Sporting Kansas City lost for the fourth time in five games and almost certainly will slip from first place in the Eastern Conference before the weekend is finished.
By TOD PALMER
The Kansas City Star
In fact, Sporting KC could slide to as low as fourth place after a 1-0 loss Friday on the road against the Chicago Fire at Toyota Park.
“Not every game goes your way, but it’s unfortunate ... because we dominated in a lot of respects,” manager Peter Vermes said. “We gave up a terrible goal to start the half off and then we’re chasing the game all the way through.”
It was a familiar story for Sporting KC, 11-9-6, statistically dominant — 59.3 percent of the possession, an 18-12 edge in shots, more crosses into the box (17-11) and superior passing accuracy (80 percent-65) — but with a loss on the ledger.
The Fire, 10-10-4, broke through in the 13th minute when right back Jalil Anibaba corkscrewed a cross from the right flank to the far post, where midfielder Mike Magee centered the ball with a sliding pass that split right back Chance Myers and centerback Aurelien Collin.
Making only his second MLS start, Fire centerback Hunter Jumper dove low and headed the ball in for what proved to be the game’s only goal.
“We weren’t marked up in the box,” Vermes said. “We were sleeping. The ball went to the back post, Magee makes a great run to find himself on the end, plays it across and they score. But defensively, it’s terrible on a set piece that started with a throw-in. It was very, very amateur.”
Meanwhile, Sporting KC whiffed on several golden opportunities, including two first-half sitters off long throw-ins from Matt Besler.
During the second minute, Graham Zusi, who had missed the last three matches with a right quad strain, got on the end of a Besler throw-in, but his left-footed try from atop the goal box sailed high.
Trailing 1-0, forward Teal Bunbury, who made his first start since tearing his ACL nearly a year ago, collected another long throw-in at the penalty spot, but sent his right-footed drive high.
Two minutes later, Bunbury got a toe on a cross that bundled through, but couldn’t get nearly enough power behind the shot to beat Fire goalkeeper Sean Johnson.
During the 40th minute, Austin Berry saved Johnson by nicking the ball away from a sliding C.J. Sapong to clear a dangerous Benny Feilhaber cross to safety.

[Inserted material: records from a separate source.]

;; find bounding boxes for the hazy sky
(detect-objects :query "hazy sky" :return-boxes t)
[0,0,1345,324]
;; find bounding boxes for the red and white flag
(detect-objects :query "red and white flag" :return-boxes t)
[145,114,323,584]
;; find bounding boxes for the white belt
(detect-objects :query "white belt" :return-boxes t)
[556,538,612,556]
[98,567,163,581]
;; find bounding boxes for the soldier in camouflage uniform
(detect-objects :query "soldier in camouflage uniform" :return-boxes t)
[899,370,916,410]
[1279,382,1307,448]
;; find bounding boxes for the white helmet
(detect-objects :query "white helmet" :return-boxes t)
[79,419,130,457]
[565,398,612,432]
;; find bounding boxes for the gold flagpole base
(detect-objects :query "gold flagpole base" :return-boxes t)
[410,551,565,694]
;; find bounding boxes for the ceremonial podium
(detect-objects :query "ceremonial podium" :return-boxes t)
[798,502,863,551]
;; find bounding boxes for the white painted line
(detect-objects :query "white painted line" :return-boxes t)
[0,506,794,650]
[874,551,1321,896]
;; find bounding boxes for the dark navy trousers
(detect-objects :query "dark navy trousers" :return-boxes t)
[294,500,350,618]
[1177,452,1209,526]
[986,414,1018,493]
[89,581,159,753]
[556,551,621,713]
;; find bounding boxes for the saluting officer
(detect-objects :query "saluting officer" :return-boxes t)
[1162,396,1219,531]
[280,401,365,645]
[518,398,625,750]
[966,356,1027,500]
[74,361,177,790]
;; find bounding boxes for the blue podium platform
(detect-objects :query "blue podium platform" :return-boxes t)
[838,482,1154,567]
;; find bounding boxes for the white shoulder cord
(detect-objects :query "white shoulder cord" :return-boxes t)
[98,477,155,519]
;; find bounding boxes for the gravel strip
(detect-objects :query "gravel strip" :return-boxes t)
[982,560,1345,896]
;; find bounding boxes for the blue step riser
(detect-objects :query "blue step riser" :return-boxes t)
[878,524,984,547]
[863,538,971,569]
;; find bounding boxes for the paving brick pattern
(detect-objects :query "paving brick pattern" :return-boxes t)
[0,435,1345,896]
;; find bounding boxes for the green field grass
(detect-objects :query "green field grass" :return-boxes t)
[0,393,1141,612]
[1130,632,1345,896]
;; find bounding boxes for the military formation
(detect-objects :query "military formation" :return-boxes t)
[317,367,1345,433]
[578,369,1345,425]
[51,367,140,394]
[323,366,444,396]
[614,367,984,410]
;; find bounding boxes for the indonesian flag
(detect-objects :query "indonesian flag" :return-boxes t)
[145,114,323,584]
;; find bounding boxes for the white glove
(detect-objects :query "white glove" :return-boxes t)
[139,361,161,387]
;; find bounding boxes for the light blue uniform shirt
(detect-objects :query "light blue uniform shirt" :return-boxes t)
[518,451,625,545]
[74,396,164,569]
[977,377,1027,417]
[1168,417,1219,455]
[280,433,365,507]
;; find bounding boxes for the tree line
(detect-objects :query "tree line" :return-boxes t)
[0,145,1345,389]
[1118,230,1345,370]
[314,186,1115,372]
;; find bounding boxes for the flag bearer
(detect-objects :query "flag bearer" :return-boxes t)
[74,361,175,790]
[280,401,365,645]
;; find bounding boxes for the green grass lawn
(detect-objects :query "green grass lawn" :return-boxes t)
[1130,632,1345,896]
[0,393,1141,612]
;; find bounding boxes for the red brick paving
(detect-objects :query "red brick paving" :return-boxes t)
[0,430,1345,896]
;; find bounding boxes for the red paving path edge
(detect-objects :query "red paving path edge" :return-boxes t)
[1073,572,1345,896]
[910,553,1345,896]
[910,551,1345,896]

“We had a lot of quality chances, and we should have put at least one away, but we didn’t,” Vermes said. “We absolutely should have. It was just a lack of clinical finishing. At the end of the day, we had more than enough chances in and around their box to score and we didn’t.”
Sapong, who was briefly loaned to Orlando City SC, returned to the starting lineup for the first time in two months.
The chances kept coming in the second half, especially late.
During the 81st minute, Peterson Joseph played a gorgeous half-volley pass from the midfield for second-half sub Dom Dwyer, whose first touch was heavy or he might have been in for the equalizer.
Two minutes later, Dwyer long, lofted header smacked the crossbar as the tying goal never came.
Johnson denied a blast from left back Seth Sinovic during the 86th minute at the left post.
Of course, it might have been worse were it not for Jimmy Nielsen.
Nielsen punched away a 20-yard drive by Alex in the 16th minute and denied Magee’s close-range blast 10 minutes later.
Fire forward Chris Rolfe blew a golden opportunity when he blew a two-man breakaway, eschewing a touch wide left to Magee for a curling shot that was never on frame at the near post.
Meanwhile, Nielsen came up big again in the 74th minute when second-half substitute Juan Luis Anangono blasted a point-blank shot around a defender that the All-Star goalkeeper from Denmark tipped it off the crossbar with a fingertip save.